Justiça é dar a cada um o que lhe é devido. E isso inclui os que ganham mais por suas habilidades superiores. O problema é que o filósofo considera esse fator um arbitrariedade moral
O filósofo britânico Antony Flew é mais conhecido como um dos principais filósofos da “linguagem comum”. Em reação à tentativa dos positivistas lógicos e outros de resolver disputas filosóficas através do recurso a uma “linguagem ideal”, o movimento da linguagem comum argumenta que as confusões filosóficas muitas vezes surgem por falta de atenção ao uso comum das palavras. Flew, assim como seus mentores Gilbert Ryle e J.L. Austin, estava no auge de sua fama nas décadas de 1950 e 1960. Mas ele continuou seu trabalho muito tempo depois disso. Ele argumentou que John Rawls, o filósofo político mais influente dos últimos cinquenta anos, peca muito contra a linguagem comum; em particular, Rawls ignora o significado comum de “justiça”. Este não é um ponto estritamente linguístico, mas mina toda a sua teoria.
Para Flew, o ataque a Rawls é mais do que uma controvérsia acadêmica comum. Os lapsos de Rawls em relação aos padrões adequados de argumentação filosófica, tudo a serviço da propaganda igualitária, despertam Flew para a indignação. Rawls, ele observa em uma passagem característica de seu livro Equality in Liberty and Justice, deve, assim, ter se tornado a primeira pessoa a produzir o que pretende ser um tratado sobre a justiça que não pode encontrar espaço sequer para citar, muito menos para discutir, qualquer versão da distinção tradicional. Com essa omissão equivocada, Rawls se expõe à objeção de que o que ele preconiza como uma concepção de justiça não é, quaisquer que sejam seus outros méritos, uma concepção de justiça.
A “distinção tradicional” que Flew menciona é que justiça é dar a cada pessoa o que lhe é devido.
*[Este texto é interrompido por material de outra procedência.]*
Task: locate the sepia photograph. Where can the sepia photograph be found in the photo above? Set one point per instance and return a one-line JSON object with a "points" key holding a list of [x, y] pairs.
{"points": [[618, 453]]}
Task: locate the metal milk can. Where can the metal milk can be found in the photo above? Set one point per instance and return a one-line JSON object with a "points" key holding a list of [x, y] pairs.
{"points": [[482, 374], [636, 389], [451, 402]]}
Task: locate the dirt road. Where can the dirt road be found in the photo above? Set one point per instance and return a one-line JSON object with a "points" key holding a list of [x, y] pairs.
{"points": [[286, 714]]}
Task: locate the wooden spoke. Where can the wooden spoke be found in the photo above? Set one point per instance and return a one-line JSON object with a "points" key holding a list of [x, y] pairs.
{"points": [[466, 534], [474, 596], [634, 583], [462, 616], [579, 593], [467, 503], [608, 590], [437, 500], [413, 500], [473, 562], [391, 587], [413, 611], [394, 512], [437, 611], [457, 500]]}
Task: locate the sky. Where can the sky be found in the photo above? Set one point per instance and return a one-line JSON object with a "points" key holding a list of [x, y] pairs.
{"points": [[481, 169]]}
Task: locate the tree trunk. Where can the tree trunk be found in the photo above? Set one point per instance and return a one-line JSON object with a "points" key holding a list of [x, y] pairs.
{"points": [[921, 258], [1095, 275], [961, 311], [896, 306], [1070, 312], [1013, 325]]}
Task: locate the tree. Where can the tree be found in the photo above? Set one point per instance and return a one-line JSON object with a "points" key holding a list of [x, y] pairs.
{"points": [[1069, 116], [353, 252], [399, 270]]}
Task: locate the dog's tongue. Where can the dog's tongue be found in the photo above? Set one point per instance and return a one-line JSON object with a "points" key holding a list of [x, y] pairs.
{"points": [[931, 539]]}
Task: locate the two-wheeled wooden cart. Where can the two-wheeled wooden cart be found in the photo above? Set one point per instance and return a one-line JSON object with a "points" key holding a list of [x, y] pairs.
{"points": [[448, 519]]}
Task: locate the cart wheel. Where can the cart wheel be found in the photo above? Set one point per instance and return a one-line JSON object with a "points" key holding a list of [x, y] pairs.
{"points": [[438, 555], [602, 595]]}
Nessa visão tradicional, não há um viés antecedente em favor da igualdade, porque as pessoas devem receber o que lhes é devido, que não precisa ser uma quantidade igual de recursos. Por que seria?
Rawls defende o igualitarismo assumindo uma premissa equivocada. Ele acha que as pessoas não merecem lucrar com suas habilidades superiores, porque estas são arbitrárias do ponto de vista moral. Se assim for, afirma Rawls, a igualdade é a posição padrão e qualquer afastamento dela requer justificativa.
Suspeito que a visão de Rawls parecerá estranha para a maioria dos meus leitores; mas um exemplo mostrará o que Rawls tem em mente. Se você disser a Rawls: “LeBron James ganha enormes somas de dinheiro, mas é claro que ele assim o merece: as pessoas o pagam de bom grado porque valorizam suas habilidades”, Rawls balançará a cabeça. “Sem dúvida, ele é fenomenalmente habilidoso”, ele poderia responder, “mas ele não adquiriu sua habilidade por nenhum mérito moral próprio. Ele simplesmente tem a sorte de possuir habilidades físicas que excedem às de outros jogadores. Por que ele deveria se beneficiar tanto do simples fato de ter ‘bons’ genes?”
Flew, mostrando sua cuidadosa atenção à precisão conceitual, localiza habilmente a falácia na afirmação de Rawls. Rawls passou da alegação de que a categoria de mérito não se aplica aos dotes naturais para a afirmação muito mais controversa de que esses dotes não são merecidos. Este último implica, como o primeiro não implica, que as pessoas não devem se beneficiar de seus dotes naturais.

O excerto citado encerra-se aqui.